In this study, an in vitro incubation system of RLMs and an UPLC-MS/MS method for the detection of six CYP450 enzyme probe substrates (phenacetin, bupropion, dextromethorphan, tolbutamide, midazolam and chlorzoxazone) and their metabolites were developed and evaluated. Through these methods, avitinib was found to exhibit inhibitory effects on CYP450 enzymes in vitro. Results from the rat model showed that avitinib exhibited the same inhibitory effects on the six CYP450 probe drugs used in our study.

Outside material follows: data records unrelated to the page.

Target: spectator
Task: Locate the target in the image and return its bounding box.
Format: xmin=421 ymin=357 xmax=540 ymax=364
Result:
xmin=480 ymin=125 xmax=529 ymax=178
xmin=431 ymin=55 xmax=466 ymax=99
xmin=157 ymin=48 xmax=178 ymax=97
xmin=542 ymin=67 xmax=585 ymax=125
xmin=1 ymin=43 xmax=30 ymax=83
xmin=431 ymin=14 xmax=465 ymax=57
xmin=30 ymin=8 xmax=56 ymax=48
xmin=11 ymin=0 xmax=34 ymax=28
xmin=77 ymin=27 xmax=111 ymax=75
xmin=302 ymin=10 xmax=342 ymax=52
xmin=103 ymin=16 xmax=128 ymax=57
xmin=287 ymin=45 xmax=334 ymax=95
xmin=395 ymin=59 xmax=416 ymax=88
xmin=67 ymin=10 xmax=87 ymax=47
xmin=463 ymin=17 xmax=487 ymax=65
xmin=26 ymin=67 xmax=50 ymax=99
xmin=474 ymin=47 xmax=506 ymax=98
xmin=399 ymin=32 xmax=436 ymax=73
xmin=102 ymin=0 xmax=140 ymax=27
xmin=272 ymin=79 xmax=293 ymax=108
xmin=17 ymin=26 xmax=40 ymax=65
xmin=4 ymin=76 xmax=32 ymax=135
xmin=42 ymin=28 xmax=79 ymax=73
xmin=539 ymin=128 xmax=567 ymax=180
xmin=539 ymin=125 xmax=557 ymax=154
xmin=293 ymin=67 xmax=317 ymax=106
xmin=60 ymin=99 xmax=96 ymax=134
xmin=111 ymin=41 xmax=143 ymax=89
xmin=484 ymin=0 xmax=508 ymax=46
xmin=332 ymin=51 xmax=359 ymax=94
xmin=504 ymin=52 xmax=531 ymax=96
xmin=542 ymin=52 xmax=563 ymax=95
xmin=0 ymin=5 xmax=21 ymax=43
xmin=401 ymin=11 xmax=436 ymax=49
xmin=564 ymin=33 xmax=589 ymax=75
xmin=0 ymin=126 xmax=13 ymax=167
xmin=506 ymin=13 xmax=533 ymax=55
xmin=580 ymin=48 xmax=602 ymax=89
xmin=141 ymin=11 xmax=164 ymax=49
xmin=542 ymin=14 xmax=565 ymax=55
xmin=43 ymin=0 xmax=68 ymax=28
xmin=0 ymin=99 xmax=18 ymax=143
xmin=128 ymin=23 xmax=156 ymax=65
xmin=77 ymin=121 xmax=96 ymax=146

Our results provide a theoretical basis for the combined application of avitinib and other CYP450-mediated drugs in the clinic.

Acknowledgments

This work was supported by grants funded by Public Welfare Technology Research Funding Project of Zhejiang (LGF21H310002), Key Research and Development Project of Lishui (2020ZDYF12, 2021ZDYF13 & 2021ZDYF15), Public Welfare Technology Research Funding Project of Lishui (2020GYX18 & 2020GYX23), Ningbo Science & Technology Bureau (2016A610153), Taizhou Science and Technology Project (1802ky29), Medical and Health Science and Technology Plan Project of Zhejiang Province (2021KY411 & 2019KY804).

Disclosure

The authors report no conflicts of interest and no disclosures to declare.